7 Appendix 1 Definition: Board: means the board of directors of the licensed capital markets intermediary. Control Mechanisms: means the processes and procedures that the licensed capital markets intermediary puts in place to ensure that the identified risks are properly managed. Credit Risk: means the risk that a counterparty will fail to perform fully its financial obligations. It includes the risk of default on a loan or bond obligation, and the risk of a guarantor failing to meet its obligations. Investment Risk: means the potential loss in the value of investments made by a capital markets intermediary. Operational Risk: means the risk of loss resulting from inadequate or failed internal processes, people and system or from external events. Liquidity Risk: means the risk that a capital markets intermediary will be unable to liquidate a particular financial instrument at or near its market value because of a lack of depth or disruption in the market for that instrument. CMI: means the following securities industry licence holders - Securities Exchange; Broker/Dealer – Body Corporate; and Manager of a Managed Investment Scheme. Market Risk: means the potential for losses arising from changes in the value or price of an asset, such as those resulting from fluctuations in interest rates, currency exchange rates, stock prices and commodity prices. Material Risk Incident: means those risks that are recognized by senior management that has the potential to materially impact the markets intermediary’s business operations. Related Party Transaction Risk: means the risk associated with transactions with a related party.
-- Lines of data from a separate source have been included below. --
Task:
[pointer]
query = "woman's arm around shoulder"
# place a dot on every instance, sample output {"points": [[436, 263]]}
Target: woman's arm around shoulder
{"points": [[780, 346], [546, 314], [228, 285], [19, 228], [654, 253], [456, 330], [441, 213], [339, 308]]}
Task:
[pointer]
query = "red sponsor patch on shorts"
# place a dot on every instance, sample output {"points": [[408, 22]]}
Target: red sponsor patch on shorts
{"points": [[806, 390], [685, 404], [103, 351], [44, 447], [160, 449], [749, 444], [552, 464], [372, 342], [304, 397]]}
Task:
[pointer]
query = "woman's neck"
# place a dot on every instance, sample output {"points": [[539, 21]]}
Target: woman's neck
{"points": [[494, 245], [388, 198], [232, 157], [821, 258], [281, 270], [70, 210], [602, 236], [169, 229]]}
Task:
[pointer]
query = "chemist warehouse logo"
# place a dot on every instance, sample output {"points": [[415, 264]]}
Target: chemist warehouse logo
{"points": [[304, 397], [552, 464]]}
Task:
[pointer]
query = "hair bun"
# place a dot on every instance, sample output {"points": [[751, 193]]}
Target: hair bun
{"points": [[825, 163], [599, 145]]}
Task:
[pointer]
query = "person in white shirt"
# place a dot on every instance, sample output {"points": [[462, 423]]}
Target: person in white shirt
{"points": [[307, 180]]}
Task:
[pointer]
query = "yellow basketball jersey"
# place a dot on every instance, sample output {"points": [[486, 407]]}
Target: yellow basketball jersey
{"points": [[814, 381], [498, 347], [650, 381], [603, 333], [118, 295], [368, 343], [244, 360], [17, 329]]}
Risk Appetite: means the aggregate level and types of risk a licensed capital markets intermediary is willing to take, decided in advance and with its risk capacity, to achieve its strategic objectives and business plan. Risk Culture: means a licensed markets intermediary’s norms, attitudes and behaviours related to risk awareness, risk-taking and risk management, and controls that shape decisions on risks. Risk culture influences the decisions of management and employees during the day￾to-day activities and has an impact on the risk they assume. Risk Tolerance: means the acceptance level of the outcome of a risk that a licensed capital markets intermediary is willing to accept, should a risk occur. Risk Strategy: means the structured approach that a licensed capital markets intermediary uses for the management of its risks.

8 Senior Management: means officers holding senior management responsibilities that may materially affect the whole or a substantial part of the licensed capital markets intermediary’s business or financial standing. Strategic Risk: means the risk associated with business decisions.